Le Conseil d’Etat a confirmé la dissolution du collectif « Palestine Vaincra ». D’une part, il estime que le positionnement politique du collectif, bien que radical, reste dans le cadre légal. D’autre part, il valide la dissolution en raison de l’absence de modération des commentaires haineux sous ses publications. Cette inaction a été jugée comme une provocation indirecte à la haine, justifiant ainsi la mesure prise par le gouvernement. Jugé que « si ses prises de position n’excèdent pas, en tant que telles, les limites de la liberté d’expression (…), les messages qu’il diffuse, radicaux et univoques, suscitent le dépôt, sur ses comptes ouverts sur les réseaux sociaux, de commentaires particulièrement agressifs et haineux ayant pour cible, sous couvert de viser les « sionistes », l’ensemble des citoyens israéliens de confession juive, et
parfois à connotation explicitement antisémite »
.

Les faits

Le Collectif Palestine Vaincra, un groupement militant pro-palestinien, a été dissous par un décret du 9 mars 2022 pris en Conseil des ministres.
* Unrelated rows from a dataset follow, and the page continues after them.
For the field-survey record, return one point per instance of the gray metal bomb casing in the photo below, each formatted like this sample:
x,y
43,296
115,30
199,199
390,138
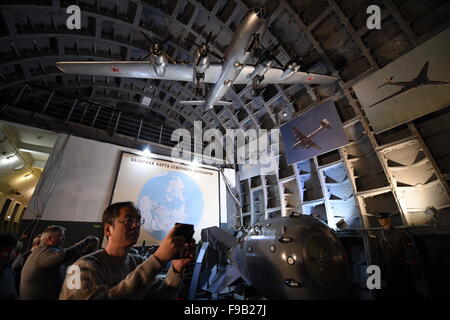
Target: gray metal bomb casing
x,y
296,257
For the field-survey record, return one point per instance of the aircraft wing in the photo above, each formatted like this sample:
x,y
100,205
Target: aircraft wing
x,y
274,75
401,91
299,135
310,143
138,69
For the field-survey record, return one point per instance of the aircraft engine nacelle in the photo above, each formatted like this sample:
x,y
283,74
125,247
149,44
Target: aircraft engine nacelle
x,y
260,70
289,71
159,63
296,257
201,64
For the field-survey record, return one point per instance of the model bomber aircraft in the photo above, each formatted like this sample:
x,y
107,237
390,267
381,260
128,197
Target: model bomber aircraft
x,y
233,69
305,141
422,79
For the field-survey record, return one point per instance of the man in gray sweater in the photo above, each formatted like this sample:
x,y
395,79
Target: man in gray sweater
x,y
115,273
44,270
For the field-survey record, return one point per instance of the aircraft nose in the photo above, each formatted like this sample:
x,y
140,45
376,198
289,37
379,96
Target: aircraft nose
x,y
260,12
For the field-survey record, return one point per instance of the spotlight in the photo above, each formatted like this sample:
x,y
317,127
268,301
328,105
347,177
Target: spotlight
x,y
146,152
341,224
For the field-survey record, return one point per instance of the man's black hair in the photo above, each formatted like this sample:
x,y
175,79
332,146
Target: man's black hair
x,y
7,241
113,211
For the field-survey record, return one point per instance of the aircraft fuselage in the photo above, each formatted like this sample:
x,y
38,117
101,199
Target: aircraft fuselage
x,y
236,55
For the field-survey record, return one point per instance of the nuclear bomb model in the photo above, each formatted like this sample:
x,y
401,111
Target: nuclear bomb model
x,y
296,257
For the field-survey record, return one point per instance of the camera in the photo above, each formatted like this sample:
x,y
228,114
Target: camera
x,y
186,230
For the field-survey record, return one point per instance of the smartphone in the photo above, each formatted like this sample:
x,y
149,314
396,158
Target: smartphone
x,y
187,231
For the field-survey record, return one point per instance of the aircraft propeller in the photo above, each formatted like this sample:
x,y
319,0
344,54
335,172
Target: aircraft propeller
x,y
269,55
156,48
204,48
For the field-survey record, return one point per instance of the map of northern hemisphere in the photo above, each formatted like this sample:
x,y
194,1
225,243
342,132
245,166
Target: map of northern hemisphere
x,y
168,198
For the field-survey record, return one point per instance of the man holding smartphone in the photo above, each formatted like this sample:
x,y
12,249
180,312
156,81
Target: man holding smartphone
x,y
114,273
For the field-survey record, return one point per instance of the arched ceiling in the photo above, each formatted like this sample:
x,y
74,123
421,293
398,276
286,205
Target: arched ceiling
x,y
331,35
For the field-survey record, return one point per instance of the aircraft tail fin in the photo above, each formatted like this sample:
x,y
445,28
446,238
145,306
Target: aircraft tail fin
x,y
325,123
388,81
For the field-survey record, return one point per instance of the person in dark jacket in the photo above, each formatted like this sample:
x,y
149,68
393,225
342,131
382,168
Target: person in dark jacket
x,y
44,270
397,259
19,262
7,275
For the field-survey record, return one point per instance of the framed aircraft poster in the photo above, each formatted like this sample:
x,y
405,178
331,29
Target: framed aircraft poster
x,y
315,132
412,86
167,192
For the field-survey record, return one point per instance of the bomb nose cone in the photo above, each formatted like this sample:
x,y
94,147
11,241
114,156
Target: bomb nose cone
x,y
261,12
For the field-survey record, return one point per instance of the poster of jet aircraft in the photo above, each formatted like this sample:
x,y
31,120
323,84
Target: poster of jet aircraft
x,y
418,83
313,133
234,68
422,79
305,141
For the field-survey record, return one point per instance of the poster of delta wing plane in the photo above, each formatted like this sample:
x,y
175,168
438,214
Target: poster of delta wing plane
x,y
167,192
412,86
313,133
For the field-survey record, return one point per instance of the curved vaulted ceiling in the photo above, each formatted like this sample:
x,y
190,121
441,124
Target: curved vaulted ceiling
x,y
331,35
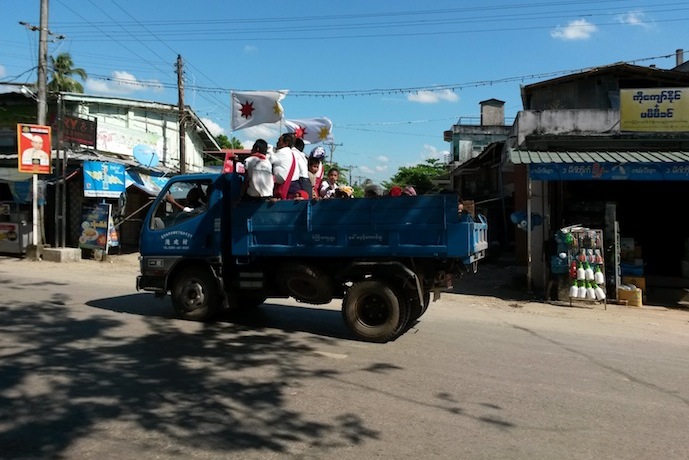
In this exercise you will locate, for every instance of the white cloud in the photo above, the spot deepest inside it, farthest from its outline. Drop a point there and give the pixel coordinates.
(633, 18)
(213, 127)
(122, 83)
(432, 97)
(579, 29)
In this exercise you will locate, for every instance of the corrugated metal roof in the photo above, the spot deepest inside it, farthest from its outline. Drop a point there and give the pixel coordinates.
(520, 157)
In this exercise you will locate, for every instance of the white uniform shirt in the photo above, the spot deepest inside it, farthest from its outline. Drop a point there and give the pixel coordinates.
(282, 162)
(302, 163)
(259, 174)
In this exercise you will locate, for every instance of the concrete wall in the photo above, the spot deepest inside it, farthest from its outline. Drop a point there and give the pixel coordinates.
(561, 122)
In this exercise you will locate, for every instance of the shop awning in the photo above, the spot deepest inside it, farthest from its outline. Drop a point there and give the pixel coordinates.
(604, 165)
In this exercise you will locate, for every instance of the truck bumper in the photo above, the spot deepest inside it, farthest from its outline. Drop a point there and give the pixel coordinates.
(150, 283)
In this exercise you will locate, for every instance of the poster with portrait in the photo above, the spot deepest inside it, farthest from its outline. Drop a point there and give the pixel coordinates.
(33, 149)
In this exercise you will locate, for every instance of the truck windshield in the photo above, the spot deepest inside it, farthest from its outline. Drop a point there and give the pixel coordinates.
(182, 201)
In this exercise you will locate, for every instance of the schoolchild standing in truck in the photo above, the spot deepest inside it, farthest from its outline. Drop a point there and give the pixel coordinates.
(330, 186)
(316, 170)
(304, 182)
(259, 183)
(286, 168)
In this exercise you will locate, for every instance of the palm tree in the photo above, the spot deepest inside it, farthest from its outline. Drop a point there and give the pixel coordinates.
(61, 72)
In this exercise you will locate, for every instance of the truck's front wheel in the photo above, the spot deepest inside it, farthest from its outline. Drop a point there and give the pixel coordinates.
(373, 312)
(195, 295)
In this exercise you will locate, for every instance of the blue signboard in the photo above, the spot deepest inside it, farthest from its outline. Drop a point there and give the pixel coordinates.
(610, 171)
(103, 180)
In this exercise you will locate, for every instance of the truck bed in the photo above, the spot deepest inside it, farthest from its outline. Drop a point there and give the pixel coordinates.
(420, 226)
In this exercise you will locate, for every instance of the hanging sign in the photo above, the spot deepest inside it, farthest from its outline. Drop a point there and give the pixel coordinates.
(79, 130)
(103, 180)
(33, 149)
(610, 171)
(654, 109)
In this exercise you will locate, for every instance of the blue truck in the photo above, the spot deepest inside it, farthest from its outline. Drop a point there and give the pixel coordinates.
(384, 257)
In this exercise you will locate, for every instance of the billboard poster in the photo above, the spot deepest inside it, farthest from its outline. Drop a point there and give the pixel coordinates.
(97, 227)
(654, 109)
(33, 149)
(79, 130)
(103, 180)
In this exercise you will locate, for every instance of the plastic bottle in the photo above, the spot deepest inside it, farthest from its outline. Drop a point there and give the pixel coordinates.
(598, 276)
(590, 292)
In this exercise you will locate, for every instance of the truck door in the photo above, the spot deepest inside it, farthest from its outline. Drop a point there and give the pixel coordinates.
(183, 220)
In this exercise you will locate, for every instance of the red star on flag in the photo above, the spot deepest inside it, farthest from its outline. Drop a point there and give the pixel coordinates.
(300, 132)
(247, 109)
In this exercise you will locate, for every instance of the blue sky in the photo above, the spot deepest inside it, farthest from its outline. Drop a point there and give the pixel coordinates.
(392, 76)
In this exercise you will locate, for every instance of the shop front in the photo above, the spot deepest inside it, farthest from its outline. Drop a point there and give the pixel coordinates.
(634, 198)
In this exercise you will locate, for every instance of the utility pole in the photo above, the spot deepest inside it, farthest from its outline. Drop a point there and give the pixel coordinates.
(332, 146)
(43, 65)
(33, 250)
(182, 116)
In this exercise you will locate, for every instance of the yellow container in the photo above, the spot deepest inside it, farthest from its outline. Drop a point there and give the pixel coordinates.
(633, 298)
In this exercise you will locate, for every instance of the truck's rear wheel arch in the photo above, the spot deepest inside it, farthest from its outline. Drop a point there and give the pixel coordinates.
(374, 311)
(196, 293)
(306, 282)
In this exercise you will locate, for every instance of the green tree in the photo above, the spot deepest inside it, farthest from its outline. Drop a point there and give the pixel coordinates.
(420, 176)
(62, 71)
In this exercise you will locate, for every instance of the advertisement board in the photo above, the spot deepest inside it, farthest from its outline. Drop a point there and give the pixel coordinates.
(103, 180)
(33, 149)
(97, 227)
(654, 109)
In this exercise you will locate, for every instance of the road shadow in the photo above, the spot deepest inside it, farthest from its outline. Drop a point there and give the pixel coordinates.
(270, 315)
(219, 387)
(495, 280)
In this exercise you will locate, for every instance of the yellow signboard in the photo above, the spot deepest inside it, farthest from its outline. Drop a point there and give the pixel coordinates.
(654, 109)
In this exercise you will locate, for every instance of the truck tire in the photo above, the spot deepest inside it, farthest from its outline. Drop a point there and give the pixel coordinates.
(195, 294)
(374, 312)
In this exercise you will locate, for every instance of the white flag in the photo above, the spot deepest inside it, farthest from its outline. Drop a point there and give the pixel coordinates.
(256, 107)
(312, 130)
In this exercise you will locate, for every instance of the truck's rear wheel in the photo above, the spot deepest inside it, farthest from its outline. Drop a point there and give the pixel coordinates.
(195, 295)
(373, 311)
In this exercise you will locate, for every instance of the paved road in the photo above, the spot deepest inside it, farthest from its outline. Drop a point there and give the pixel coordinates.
(89, 368)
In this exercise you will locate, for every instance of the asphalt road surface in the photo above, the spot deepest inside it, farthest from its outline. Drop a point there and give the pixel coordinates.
(89, 368)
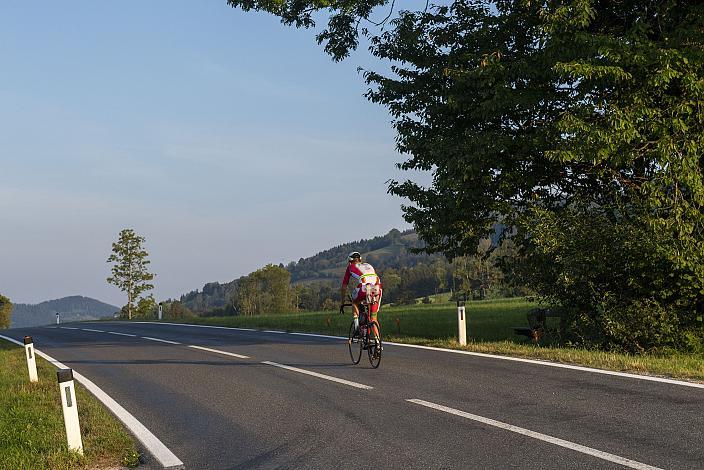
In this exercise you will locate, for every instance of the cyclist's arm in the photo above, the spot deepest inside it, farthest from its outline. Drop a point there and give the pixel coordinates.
(343, 288)
(343, 292)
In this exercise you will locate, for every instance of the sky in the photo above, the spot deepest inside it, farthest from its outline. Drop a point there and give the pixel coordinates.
(224, 138)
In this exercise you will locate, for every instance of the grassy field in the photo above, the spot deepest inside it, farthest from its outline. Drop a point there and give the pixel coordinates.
(32, 431)
(490, 326)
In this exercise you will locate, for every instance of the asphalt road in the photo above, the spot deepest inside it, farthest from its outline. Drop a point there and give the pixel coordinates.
(219, 411)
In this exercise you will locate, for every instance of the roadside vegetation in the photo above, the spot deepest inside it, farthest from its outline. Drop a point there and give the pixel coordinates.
(490, 329)
(32, 431)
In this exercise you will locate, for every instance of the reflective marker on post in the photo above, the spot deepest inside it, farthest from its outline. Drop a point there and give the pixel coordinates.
(462, 320)
(31, 361)
(68, 402)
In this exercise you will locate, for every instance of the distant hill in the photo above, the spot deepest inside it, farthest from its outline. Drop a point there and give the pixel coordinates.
(71, 308)
(390, 251)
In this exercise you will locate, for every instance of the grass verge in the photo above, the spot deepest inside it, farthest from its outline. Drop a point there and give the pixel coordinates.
(490, 326)
(32, 433)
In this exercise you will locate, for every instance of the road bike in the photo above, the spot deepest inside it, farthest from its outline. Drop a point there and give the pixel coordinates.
(368, 337)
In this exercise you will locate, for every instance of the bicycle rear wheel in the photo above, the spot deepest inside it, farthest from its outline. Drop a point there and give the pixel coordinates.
(354, 341)
(374, 350)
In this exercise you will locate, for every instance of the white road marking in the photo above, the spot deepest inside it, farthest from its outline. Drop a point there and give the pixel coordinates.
(219, 352)
(121, 334)
(196, 326)
(160, 340)
(485, 355)
(317, 336)
(536, 435)
(320, 376)
(157, 448)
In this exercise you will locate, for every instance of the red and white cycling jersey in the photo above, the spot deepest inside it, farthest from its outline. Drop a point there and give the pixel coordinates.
(362, 273)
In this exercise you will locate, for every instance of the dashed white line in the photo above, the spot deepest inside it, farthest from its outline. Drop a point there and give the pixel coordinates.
(219, 352)
(320, 376)
(536, 435)
(121, 334)
(160, 340)
(196, 326)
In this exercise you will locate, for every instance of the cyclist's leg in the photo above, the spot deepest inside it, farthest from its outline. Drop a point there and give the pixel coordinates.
(374, 311)
(355, 306)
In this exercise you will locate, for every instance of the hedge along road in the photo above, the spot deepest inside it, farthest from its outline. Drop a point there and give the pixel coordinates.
(229, 398)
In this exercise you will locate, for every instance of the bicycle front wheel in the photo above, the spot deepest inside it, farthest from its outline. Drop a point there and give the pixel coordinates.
(375, 348)
(354, 341)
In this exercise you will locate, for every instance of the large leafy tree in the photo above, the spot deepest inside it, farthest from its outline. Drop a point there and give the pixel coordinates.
(577, 124)
(129, 270)
(5, 312)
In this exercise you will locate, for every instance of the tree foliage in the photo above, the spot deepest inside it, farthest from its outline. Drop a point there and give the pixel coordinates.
(267, 290)
(5, 312)
(577, 124)
(129, 270)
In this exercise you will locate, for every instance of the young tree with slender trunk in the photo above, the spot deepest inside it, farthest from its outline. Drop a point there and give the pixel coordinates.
(129, 271)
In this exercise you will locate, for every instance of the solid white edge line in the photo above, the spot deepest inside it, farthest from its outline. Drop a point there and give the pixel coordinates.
(542, 437)
(155, 447)
(318, 336)
(159, 340)
(219, 352)
(320, 376)
(121, 334)
(490, 356)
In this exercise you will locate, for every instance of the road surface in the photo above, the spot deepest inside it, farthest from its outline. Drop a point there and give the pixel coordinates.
(233, 398)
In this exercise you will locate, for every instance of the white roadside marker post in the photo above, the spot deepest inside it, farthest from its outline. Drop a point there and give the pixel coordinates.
(68, 402)
(31, 361)
(462, 320)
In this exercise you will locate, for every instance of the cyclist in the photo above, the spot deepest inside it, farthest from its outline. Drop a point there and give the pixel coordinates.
(362, 273)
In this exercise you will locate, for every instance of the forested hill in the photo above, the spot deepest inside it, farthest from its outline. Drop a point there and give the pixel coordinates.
(392, 250)
(324, 270)
(71, 308)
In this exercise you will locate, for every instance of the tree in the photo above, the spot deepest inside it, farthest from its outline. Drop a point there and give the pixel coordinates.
(533, 113)
(129, 272)
(5, 312)
(266, 290)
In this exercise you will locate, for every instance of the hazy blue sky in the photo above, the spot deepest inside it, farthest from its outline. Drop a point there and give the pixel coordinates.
(225, 138)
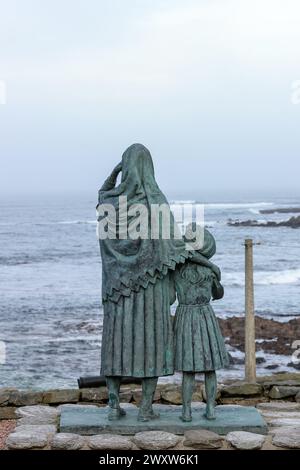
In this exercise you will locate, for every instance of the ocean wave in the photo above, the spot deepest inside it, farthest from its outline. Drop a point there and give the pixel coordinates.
(238, 205)
(288, 276)
(72, 222)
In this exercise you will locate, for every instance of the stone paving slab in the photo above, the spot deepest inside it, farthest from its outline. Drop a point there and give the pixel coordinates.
(89, 421)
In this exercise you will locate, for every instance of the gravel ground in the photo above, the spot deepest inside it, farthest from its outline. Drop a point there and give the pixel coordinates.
(6, 427)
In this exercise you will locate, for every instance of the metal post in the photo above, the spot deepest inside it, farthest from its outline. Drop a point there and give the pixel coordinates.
(250, 358)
Ce collectif a contesté cette dissolution devant le Conseil d’État, demandant son annulation. Il avançait plusieurs arguments, notamment une atteinte disproportionnée à la liberté d’expression et à la liberté d’association garanties par la Convention européenne des droits de l’homme.

Le Conseil d’État, par une décision du 20 février 2025, a rejeté la requête et confirmé la dissolution du collectif.

Le cadre juridique

La dissolution a été fondée sur les articles L. 212-1 et L. 212-1-1 du code de la sécurité intérieure qui se lisent comme suit :

Article L. 212-1

Sont dissous, par décret en conseil des ministres, toutes les associations ou groupements de fait :

  1. Qui provoquent à des manifestations armées dans la rue ;
  2. Qui présentent, par leur forme et leur organisation militaires, le caractère de groupes de combat ou de milices privées ;
  3. Qui ont pour but de porter atteinte à l’intégrité du territoire national ou d’attenter par la force à la forme républicaine du gouvernement ;
  4. Dont l’activité tend à provoquer la discrimination, la haine ou la violence envers une personne ou un groupe de personnes à raison de leur origine, de leur sexe, de leur orientation sexuelle, de leur identité de genre ou de leur appartenance ou de leur non-appartenance, vraie ou supposée, à une ethnie, une nation, une prétendue race ou une religion déterminée ;
  5. Ou qui se livrent, sur le territoire français ou à partir de ce territoire, à des agissements en vue de provoquer des actes de terrorisme en France ou à l’étranger.

Article L. 212-1-1

Pour l’application de l’article L. 212-1, sont imputables à une association ou à un groupement de fait les agissements mentionnés au même article L. 212-1 commis par un ou plusieurs de leurs membres agissant en cette qualité ou directement liés aux activités de l’association ou du groupement, dès lors que leurs dirigeants, bien qu’informés de ces agissements, se sont abstenus de prendre les mesures nécessaires pour les faire cesser, compte tenu des moyens dont ils disposaient.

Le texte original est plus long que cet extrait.